= Stumptown =

Stumptown is a name or nickname that has been applied to several places in the United States.

The name Stumpville likewise has appeared in various locales. Both of these names share the theme that U.S. town names before the mid-20th century were profuse because every village or roadside cluster of homes had its own name (in addition to whichever township was its legal municipality), in a way that the postal code system later deemphasized to the extent that many of the minor town names have now disappeared from current use (persisting solely in contexts such as historical documentation, reminiscences, and so on).

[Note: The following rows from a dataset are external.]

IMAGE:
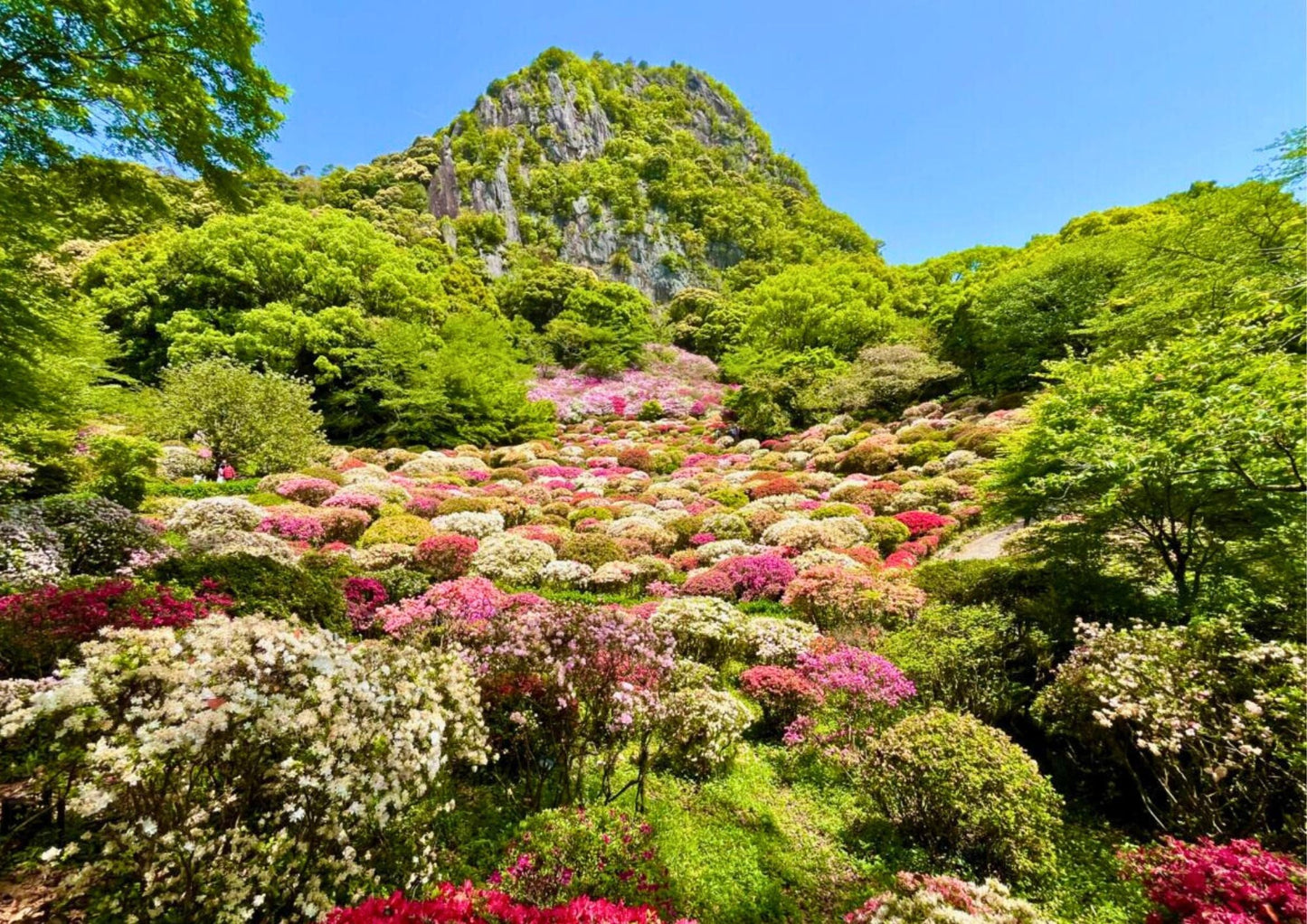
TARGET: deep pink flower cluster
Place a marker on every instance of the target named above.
(921, 522)
(369, 504)
(308, 490)
(364, 596)
(1206, 882)
(467, 905)
(864, 678)
(41, 627)
(294, 527)
(464, 600)
(446, 556)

== "Stumptown" as a nickname ==
(Listed alphabetically by the state's name)
- Guerneville, California, was the site of an ancient coast redwood forest, much of which was logged for the rebuilding of San Francisco after the 1906 earthquake and fire. Prior to being renamed for one of the local milling families, Guerneville was called Stumptown for the giant redwood stumps left by the loggers. Each year Guerneville holds its "Stumptown Daze Parade" and a number of local businesses adopted the original name including Stumptown Brewery and Stumptown Nursery.
- Whitefish, Montana, was called Stumptown as the area was cleared for the train station.
- Matthews, North Carolina, was originally named Stumptown in the early 19th century after cotton farmers cleared the land, leaving tree stumps everywhere.
- Portland, Oregon, bears the nickname Stumptown, as well as several other nicknames. In the mid-19th century, the city's growth led residents to clear a lot of land quickly, but the tree stumps were not immediately removed; in some areas, there were so many that people used to jump from stump to stump to avoid the muddy, unpaved roads. The nickname is used in the names of several local businesses, including Stumptown Coffee Roasters, a comic book series named Stumptown, the Stumptown Comics Fest, and others.

== "Stumptown" as the official name ==
(Listed alphabetically by the state's name)
- Stumptown, Indiana, is an unincorporated community in Parke County.
- Stumptown, Loudoun County, Virginia, is an unincorporated community.
- Stumptown, Northampton County, Virginia, is an unincorporated community.
- Stumptown, West Virginia, is an unincorporated community in Gilmer County.